Hundreds of demonstrators in Homs, which has had tanks on the streets and snipers on the roofs for weeks, surrounded the UN car in the central New Clock square, shouting for the overthrow of the regime and holding up the signs, according to video footage and local residents.
Crowds there and in several other cities have been emboldened by signs of an imminent victory for the rebels in Libya after six months of a Nato-backed offensive against the regime of Muammar Gaddafi. Syrian messages of congratulations and messages to president Bashar al-Assad that he will be next have been circulating online.
A woman in Homs said: “Libya has given us encouragement. But the international community needs to know what has been happening here. What is being reported only scratches the surface.”
The jubilation at the Libyan rebels’ gains eclipsed a televised interview with a defiant Assad on Sunday in which he threatened “intolerable” consequences for the international community if it intervenes in Syria and suggested force would continue to be used against an “increasingly militant” opposition.
With the success of the Nato offensive in Libya, questions of similar action in Syria have inevitably been raised.
But the appetite among protesters or in the international community for military action in Syria, which has links to numerous flashpoint conflicts in the region, is almost nonexistent.
Syria’s state news agency Sana said that Assad formed a committee to approve the formation of rivals to the ruling Ba’ath party in the runup to parliamentary elections early next year.

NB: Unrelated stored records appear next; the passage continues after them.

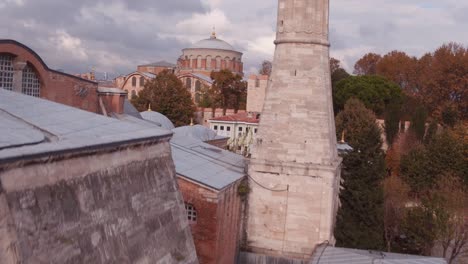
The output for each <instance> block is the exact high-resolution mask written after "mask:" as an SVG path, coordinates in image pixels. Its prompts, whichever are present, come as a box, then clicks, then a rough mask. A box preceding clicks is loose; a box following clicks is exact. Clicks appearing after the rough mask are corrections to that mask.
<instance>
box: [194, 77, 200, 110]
mask: <svg viewBox="0 0 468 264" xmlns="http://www.w3.org/2000/svg"><path fill="white" fill-rule="evenodd" d="M200 97H201V82H200V81H199V80H197V81H196V82H195V102H196V103H197V104H198V103H200Z"/></svg>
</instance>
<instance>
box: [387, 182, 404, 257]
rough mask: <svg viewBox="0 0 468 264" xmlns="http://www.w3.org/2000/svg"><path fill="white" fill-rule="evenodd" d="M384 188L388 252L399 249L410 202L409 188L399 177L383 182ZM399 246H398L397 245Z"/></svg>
mask: <svg viewBox="0 0 468 264" xmlns="http://www.w3.org/2000/svg"><path fill="white" fill-rule="evenodd" d="M383 188H384V235H385V243H386V247H387V251H388V252H392V251H394V250H395V248H394V247H398V246H399V245H398V244H397V241H398V240H399V238H400V236H401V234H402V228H403V226H402V223H403V221H404V219H405V216H406V204H407V203H408V201H409V191H410V188H409V186H408V185H407V184H406V183H405V182H404V181H403V180H402V179H401V178H400V177H398V176H396V175H390V176H388V177H386V178H385V180H384V182H383ZM395 244H397V245H395ZM397 250H398V249H397Z"/></svg>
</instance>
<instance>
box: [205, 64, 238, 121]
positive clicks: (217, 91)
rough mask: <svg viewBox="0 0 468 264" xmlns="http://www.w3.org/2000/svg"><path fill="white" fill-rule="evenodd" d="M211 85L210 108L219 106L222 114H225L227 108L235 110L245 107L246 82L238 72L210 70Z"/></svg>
mask: <svg viewBox="0 0 468 264" xmlns="http://www.w3.org/2000/svg"><path fill="white" fill-rule="evenodd" d="M211 79H213V85H212V86H211V88H210V91H209V95H210V97H211V99H210V100H211V101H212V108H216V107H221V108H222V109H223V115H226V110H227V109H228V108H233V109H234V111H235V112H236V113H237V111H238V110H239V109H241V108H245V105H246V101H247V83H246V82H245V81H243V80H242V77H241V76H240V75H238V74H233V73H232V72H231V71H230V70H227V69H225V70H221V71H219V72H215V71H213V72H211Z"/></svg>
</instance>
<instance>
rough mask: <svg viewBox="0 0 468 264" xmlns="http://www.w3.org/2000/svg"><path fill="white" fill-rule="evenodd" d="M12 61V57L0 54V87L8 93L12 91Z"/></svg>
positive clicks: (12, 70)
mask: <svg viewBox="0 0 468 264" xmlns="http://www.w3.org/2000/svg"><path fill="white" fill-rule="evenodd" d="M13 60H14V56H13V55H10V54H8V53H0V87H2V88H3V89H6V90H10V91H12V90H13V75H14V69H13Z"/></svg>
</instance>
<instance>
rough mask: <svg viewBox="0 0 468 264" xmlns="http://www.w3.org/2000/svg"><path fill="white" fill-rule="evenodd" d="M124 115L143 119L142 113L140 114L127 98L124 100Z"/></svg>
mask: <svg viewBox="0 0 468 264" xmlns="http://www.w3.org/2000/svg"><path fill="white" fill-rule="evenodd" d="M124 114H127V115H131V116H134V117H136V118H139V119H142V117H141V115H140V112H138V110H137V109H136V108H135V107H134V106H133V105H132V104H131V103H130V102H129V101H128V99H127V98H125V100H124Z"/></svg>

Human rights groups say more than 2,000 people have been killed in the crackdown since mid-March, with thousands detained and tortured.

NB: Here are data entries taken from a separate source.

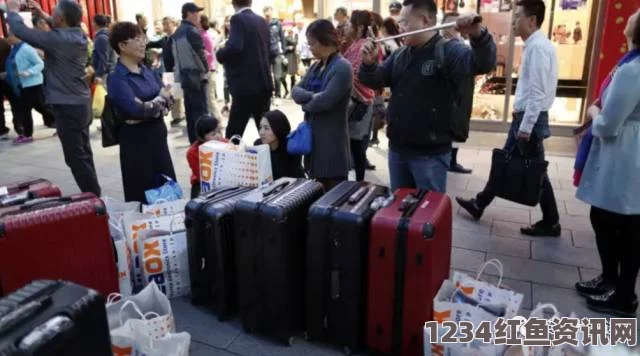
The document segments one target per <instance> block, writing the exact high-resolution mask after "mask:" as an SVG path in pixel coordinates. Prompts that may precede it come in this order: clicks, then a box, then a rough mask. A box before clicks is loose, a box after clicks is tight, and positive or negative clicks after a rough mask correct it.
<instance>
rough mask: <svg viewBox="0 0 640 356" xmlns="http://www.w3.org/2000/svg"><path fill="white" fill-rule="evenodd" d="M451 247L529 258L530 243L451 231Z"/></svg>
mask: <svg viewBox="0 0 640 356" xmlns="http://www.w3.org/2000/svg"><path fill="white" fill-rule="evenodd" d="M453 246H454V247H460V248H464V249H467V250H474V251H479V252H494V253H498V254H501V255H507V256H514V257H522V258H529V257H531V247H530V242H529V241H525V240H521V239H512V238H504V237H496V236H486V235H479V234H476V233H473V232H471V231H466V230H457V229H454V230H453Z"/></svg>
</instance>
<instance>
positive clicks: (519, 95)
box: [456, 0, 561, 237]
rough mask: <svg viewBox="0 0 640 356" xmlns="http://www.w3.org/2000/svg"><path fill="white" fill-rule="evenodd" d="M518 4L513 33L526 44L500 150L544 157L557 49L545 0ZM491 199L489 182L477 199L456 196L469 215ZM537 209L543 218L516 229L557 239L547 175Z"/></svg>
mask: <svg viewBox="0 0 640 356" xmlns="http://www.w3.org/2000/svg"><path fill="white" fill-rule="evenodd" d="M516 5H517V10H516V14H515V31H516V35H519V36H520V37H522V39H523V40H524V41H525V44H524V52H523V54H522V64H521V66H520V76H519V78H518V83H517V87H516V97H515V102H514V105H513V121H512V124H511V129H510V130H509V136H508V138H507V142H506V143H505V146H504V150H506V151H513V152H514V154H524V155H526V156H528V157H535V158H538V159H544V145H543V140H544V139H546V138H548V137H549V136H550V130H549V113H548V111H549V109H550V108H551V105H552V104H553V100H554V99H555V95H556V88H557V84H558V60H557V57H556V51H555V47H554V46H553V44H552V43H551V41H549V39H548V38H547V36H546V35H545V34H544V33H543V32H542V31H540V26H541V25H542V22H543V21H544V14H545V4H544V2H543V1H542V0H521V1H518V2H517V3H516ZM494 197H495V194H494V192H493V189H492V187H491V186H490V185H489V184H487V186H486V187H485V189H484V190H483V191H482V192H480V193H478V195H477V196H476V198H475V199H471V200H465V199H462V198H456V200H457V201H458V203H459V204H460V206H462V207H463V208H464V209H465V210H466V211H467V212H468V213H469V214H471V216H473V217H474V218H475V219H480V217H481V216H482V213H483V212H484V209H485V208H486V207H487V206H489V204H491V201H492V200H493V198H494ZM540 208H541V209H542V220H541V221H538V222H536V223H535V224H533V225H532V226H529V227H525V228H521V229H520V231H521V232H522V233H523V234H525V235H530V236H553V237H559V236H560V234H561V228H560V218H559V215H558V207H557V205H556V200H555V196H554V194H553V187H552V186H551V182H550V181H549V177H548V176H547V175H546V174H545V177H544V181H543V187H542V197H541V198H540Z"/></svg>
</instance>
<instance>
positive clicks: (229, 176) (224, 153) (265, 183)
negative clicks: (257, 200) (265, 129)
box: [200, 138, 273, 193]
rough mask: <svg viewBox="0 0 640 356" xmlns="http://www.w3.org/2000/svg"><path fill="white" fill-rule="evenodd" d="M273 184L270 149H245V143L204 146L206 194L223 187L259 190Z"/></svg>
mask: <svg viewBox="0 0 640 356" xmlns="http://www.w3.org/2000/svg"><path fill="white" fill-rule="evenodd" d="M235 139H236V140H237V138H235ZM232 140H234V138H232ZM271 182H273V173H272V171H271V151H270V148H269V146H268V145H259V146H252V147H245V146H244V145H243V144H242V143H241V141H240V142H238V141H235V143H225V142H220V141H209V142H207V143H204V144H202V145H201V146H200V184H201V191H202V192H203V193H205V192H208V191H210V190H211V189H213V188H215V187H220V186H230V187H233V186H243V187H259V186H262V185H264V184H268V183H271Z"/></svg>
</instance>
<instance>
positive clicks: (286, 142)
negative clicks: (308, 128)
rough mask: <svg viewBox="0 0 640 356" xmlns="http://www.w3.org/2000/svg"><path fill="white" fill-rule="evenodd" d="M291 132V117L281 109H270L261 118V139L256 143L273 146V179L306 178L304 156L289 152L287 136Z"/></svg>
mask: <svg viewBox="0 0 640 356" xmlns="http://www.w3.org/2000/svg"><path fill="white" fill-rule="evenodd" d="M290 132H291V124H289V119H287V116H286V115H285V114H283V113H282V112H281V111H280V110H274V111H269V112H267V113H265V114H264V117H263V118H262V120H260V139H259V140H257V141H256V142H255V144H256V145H269V147H270V148H271V169H272V171H273V179H278V178H282V177H288V178H304V170H303V169H302V157H301V156H299V155H291V154H289V152H287V136H289V133H290Z"/></svg>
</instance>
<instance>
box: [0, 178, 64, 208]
mask: <svg viewBox="0 0 640 356" xmlns="http://www.w3.org/2000/svg"><path fill="white" fill-rule="evenodd" d="M61 195H62V193H61V192H60V188H59V187H58V186H57V185H54V184H52V183H51V182H49V181H48V180H46V179H41V178H38V179H32V180H27V181H24V182H16V183H11V184H6V185H3V184H0V209H1V208H4V207H7V206H14V205H20V204H23V203H25V202H27V201H29V200H32V199H37V198H47V197H59V196H61Z"/></svg>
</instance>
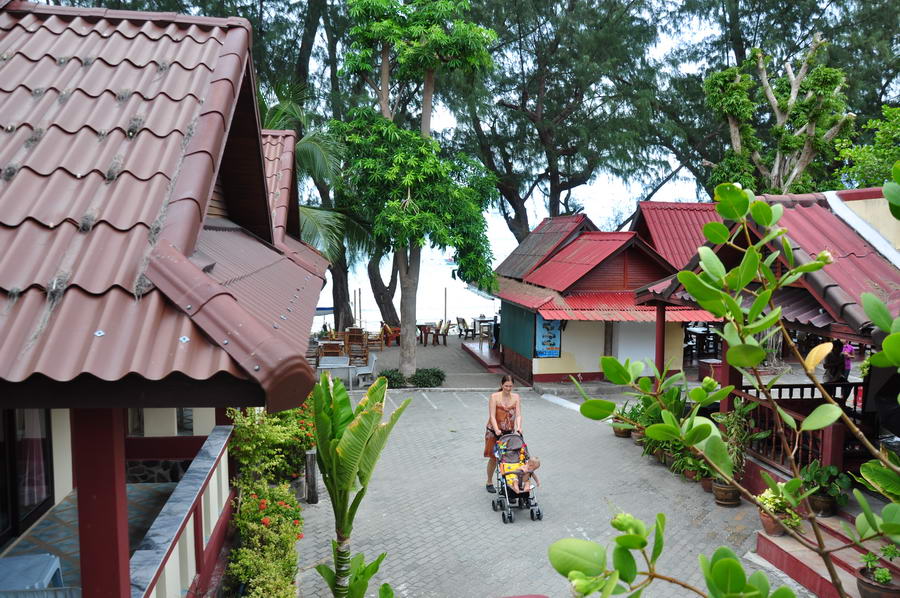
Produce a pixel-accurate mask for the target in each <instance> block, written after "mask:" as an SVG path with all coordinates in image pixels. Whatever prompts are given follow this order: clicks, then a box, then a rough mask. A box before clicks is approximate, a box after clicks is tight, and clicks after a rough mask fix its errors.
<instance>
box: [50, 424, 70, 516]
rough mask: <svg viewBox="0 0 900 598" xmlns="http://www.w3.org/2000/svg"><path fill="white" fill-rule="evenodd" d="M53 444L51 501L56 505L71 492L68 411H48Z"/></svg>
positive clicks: (52, 441)
mask: <svg viewBox="0 0 900 598" xmlns="http://www.w3.org/2000/svg"><path fill="white" fill-rule="evenodd" d="M50 433H51V438H52V441H51V442H52V443H53V500H54V501H55V502H57V503H59V501H61V500H62V499H64V498H65V497H66V495H67V494H69V492H71V491H72V425H71V422H70V421H69V410H68V409H51V410H50Z"/></svg>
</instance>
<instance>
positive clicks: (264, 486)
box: [228, 483, 303, 598]
mask: <svg viewBox="0 0 900 598" xmlns="http://www.w3.org/2000/svg"><path fill="white" fill-rule="evenodd" d="M235 500H236V502H237V507H236V509H235V514H234V525H235V529H236V530H237V533H238V538H239V542H240V543H239V545H238V547H237V548H236V550H234V551H233V553H232V554H231V556H230V558H229V564H228V575H229V578H230V581H229V583H230V584H231V585H233V586H234V585H243V586H244V588H245V591H246V592H247V595H249V596H254V597H255V598H292V597H293V596H294V595H296V592H297V588H296V587H295V586H294V577H295V576H296V574H297V551H296V549H295V547H294V545H295V543H296V542H297V540H299V539H301V538H302V537H303V517H302V516H301V514H300V506H299V505H298V504H297V498H296V496H294V494H293V492H291V489H290V488H289V487H288V486H286V485H282V486H269V485H268V484H259V483H257V484H255V485H252V486H248V487H247V488H244V489H243V490H242V491H241V493H240V495H239V496H238V498H237V499H235Z"/></svg>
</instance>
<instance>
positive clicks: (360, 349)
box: [347, 328, 369, 365]
mask: <svg viewBox="0 0 900 598" xmlns="http://www.w3.org/2000/svg"><path fill="white" fill-rule="evenodd" d="M366 339H367V336H366V334H365V332H364V331H363V329H362V328H351V329H350V330H348V331H347V356H348V357H350V365H365V364H366V363H368V361H369V347H368V346H367V345H366Z"/></svg>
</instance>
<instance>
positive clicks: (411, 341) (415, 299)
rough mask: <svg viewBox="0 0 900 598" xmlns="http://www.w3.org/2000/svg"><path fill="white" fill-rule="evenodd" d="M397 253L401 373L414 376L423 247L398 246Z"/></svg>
mask: <svg viewBox="0 0 900 598" xmlns="http://www.w3.org/2000/svg"><path fill="white" fill-rule="evenodd" d="M396 255H398V256H399V257H400V373H402V374H403V375H404V376H412V375H413V374H414V373H415V371H416V292H417V291H418V288H419V265H420V263H421V259H422V248H421V247H418V246H417V245H411V246H410V247H408V248H398V250H397V251H396Z"/></svg>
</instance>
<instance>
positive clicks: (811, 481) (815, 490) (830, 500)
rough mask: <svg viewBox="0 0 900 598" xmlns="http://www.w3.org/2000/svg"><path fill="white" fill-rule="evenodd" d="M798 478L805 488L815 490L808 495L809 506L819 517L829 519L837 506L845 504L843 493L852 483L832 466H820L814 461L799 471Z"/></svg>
mask: <svg viewBox="0 0 900 598" xmlns="http://www.w3.org/2000/svg"><path fill="white" fill-rule="evenodd" d="M800 478H801V479H802V480H803V486H804V487H805V488H808V489H812V488H817V490H815V491H813V493H812V494H810V496H809V504H810V506H811V507H812V510H813V511H814V512H815V514H816V515H818V516H819V517H830V516H831V515H834V512H835V508H836V507H837V506H841V507H843V506H844V505H846V504H847V495H846V494H845V492H846V491H847V490H849V489H850V487H851V486H852V485H853V483H852V482H851V480H850V476H848V475H847V474H846V473H843V472H841V471H839V470H838V468H837V467H835V466H834V465H828V466H822V465H821V464H820V463H819V460H818V459H816V460H815V461H813V462H812V463H810V464H809V465H807V466H806V467H803V468H802V469H801V470H800Z"/></svg>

Two people were shot dead in Homs after security forces opened fire on the crowds who had poured out to meet the UN team, residents said, while two people were shot dead overnight on Sunday in Hama.

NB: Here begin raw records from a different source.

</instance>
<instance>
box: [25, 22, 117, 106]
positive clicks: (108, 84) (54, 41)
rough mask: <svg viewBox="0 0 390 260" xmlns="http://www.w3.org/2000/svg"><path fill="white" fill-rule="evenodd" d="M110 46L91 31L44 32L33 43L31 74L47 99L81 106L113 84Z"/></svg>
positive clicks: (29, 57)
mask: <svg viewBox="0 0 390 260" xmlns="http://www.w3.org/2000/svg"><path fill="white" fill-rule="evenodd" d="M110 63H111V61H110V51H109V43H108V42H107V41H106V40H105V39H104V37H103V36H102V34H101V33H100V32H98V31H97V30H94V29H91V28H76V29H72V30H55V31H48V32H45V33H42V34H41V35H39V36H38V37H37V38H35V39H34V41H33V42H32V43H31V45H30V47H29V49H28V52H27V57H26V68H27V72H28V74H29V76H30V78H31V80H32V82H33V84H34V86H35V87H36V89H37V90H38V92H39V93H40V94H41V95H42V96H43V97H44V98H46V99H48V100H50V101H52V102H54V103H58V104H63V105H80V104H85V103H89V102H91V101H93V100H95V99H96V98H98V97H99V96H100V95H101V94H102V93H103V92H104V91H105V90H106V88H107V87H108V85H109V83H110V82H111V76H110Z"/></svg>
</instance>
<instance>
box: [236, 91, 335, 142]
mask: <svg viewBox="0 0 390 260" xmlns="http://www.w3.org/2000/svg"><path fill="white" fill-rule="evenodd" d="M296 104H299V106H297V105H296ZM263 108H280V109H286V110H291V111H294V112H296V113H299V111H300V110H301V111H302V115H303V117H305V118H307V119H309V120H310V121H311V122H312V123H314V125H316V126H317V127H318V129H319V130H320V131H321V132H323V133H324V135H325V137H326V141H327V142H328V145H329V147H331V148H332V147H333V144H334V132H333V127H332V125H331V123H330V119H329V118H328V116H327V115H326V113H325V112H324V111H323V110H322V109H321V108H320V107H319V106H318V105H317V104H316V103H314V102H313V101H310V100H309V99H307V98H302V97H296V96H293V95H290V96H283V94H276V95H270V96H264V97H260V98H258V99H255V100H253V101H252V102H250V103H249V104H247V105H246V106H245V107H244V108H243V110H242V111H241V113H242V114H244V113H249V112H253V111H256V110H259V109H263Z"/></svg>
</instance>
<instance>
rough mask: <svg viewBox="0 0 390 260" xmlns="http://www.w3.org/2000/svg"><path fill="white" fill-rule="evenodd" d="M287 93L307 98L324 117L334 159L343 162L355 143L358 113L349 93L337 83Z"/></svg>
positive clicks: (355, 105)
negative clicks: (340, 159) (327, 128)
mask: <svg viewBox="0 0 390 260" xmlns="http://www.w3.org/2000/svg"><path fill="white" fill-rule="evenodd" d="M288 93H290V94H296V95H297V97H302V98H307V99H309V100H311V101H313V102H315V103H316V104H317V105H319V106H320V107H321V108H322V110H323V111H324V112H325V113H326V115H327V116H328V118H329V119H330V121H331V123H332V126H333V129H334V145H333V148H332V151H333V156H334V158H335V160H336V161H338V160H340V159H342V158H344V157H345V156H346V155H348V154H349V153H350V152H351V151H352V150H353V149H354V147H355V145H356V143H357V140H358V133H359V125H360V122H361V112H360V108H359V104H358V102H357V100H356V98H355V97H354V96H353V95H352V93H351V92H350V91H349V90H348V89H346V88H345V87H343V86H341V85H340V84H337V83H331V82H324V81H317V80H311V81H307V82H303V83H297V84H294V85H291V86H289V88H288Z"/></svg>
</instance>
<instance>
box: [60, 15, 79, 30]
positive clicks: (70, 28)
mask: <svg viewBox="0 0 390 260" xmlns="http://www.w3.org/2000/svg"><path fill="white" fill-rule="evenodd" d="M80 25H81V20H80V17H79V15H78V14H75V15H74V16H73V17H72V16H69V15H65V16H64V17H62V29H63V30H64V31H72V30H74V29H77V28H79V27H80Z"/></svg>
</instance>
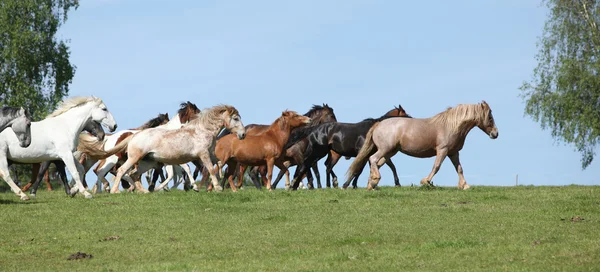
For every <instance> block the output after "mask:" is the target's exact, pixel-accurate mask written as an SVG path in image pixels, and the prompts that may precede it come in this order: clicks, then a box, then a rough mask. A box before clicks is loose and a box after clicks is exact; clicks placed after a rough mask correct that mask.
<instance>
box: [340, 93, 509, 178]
mask: <svg viewBox="0 0 600 272" xmlns="http://www.w3.org/2000/svg"><path fill="white" fill-rule="evenodd" d="M474 127H478V128H479V129H481V130H482V131H483V132H484V133H485V134H487V135H488V136H489V137H490V138H491V139H496V138H498V128H497V127H496V123H495V122H494V116H493V115H492V109H491V108H490V106H489V105H488V104H487V103H486V102H485V101H482V102H481V103H478V104H459V105H458V106H456V107H454V108H448V109H446V110H445V111H443V112H441V113H438V114H436V115H435V116H433V117H430V118H424V119H421V118H414V119H405V118H392V119H387V120H383V121H381V122H378V123H376V124H374V125H373V126H372V127H371V129H369V132H368V133H367V137H366V139H365V144H364V145H363V147H362V148H361V149H360V151H359V153H358V156H357V157H356V159H355V160H354V162H352V164H351V165H350V167H349V168H348V171H347V173H346V179H347V180H346V184H348V183H349V182H350V180H351V179H352V178H353V177H354V176H356V175H360V172H362V170H363V168H364V166H365V164H366V162H367V160H368V162H369V164H370V165H371V167H370V168H371V171H370V172H371V173H370V175H369V181H368V184H367V190H371V189H373V187H375V186H376V185H377V184H378V183H379V180H380V179H381V174H380V173H379V167H381V165H383V163H384V162H385V161H387V160H389V159H390V158H391V157H392V156H394V155H395V154H396V153H397V152H398V151H400V152H402V153H404V154H406V155H409V156H412V157H417V158H430V157H433V156H435V162H434V164H433V169H432V170H431V172H430V173H429V175H428V176H427V177H425V178H423V179H421V184H422V185H427V186H432V185H433V183H432V182H431V180H432V179H433V176H434V175H435V174H436V173H437V172H438V170H439V169H440V165H441V164H442V162H443V161H444V159H445V158H446V156H447V157H448V158H450V161H452V164H454V168H455V169H456V173H457V174H458V189H462V190H466V189H468V188H469V187H470V186H469V185H468V184H467V181H466V180H465V177H464V175H463V168H462V165H461V164H460V160H459V151H460V150H461V149H462V148H463V146H464V144H465V139H466V137H467V134H468V133H469V132H470V131H471V129H473V128H474Z"/></svg>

The UN, which has been focusing on human rights infringements after its security council was unable to agree on a resolution, will demand that Syria allow a team to assess whether crimes against humanity have been committed, an official said after a special session on Monday.
Another UN official told the Guardian that the government had stuck to its promise to allow the delegation unfettered access to the country but residents from Homs said the mission missed a key neighbourhood of Khaldiyeh where the crackdown has been severe.
Nonetheless a western diplomat said it was “turning into an anti-government roadshow with the whole thing backfiring on the Syrians”.
The diplomat said people had flocked to the UN team to show the delegation signs of torture during a visit to Douma and Moadimiyeh.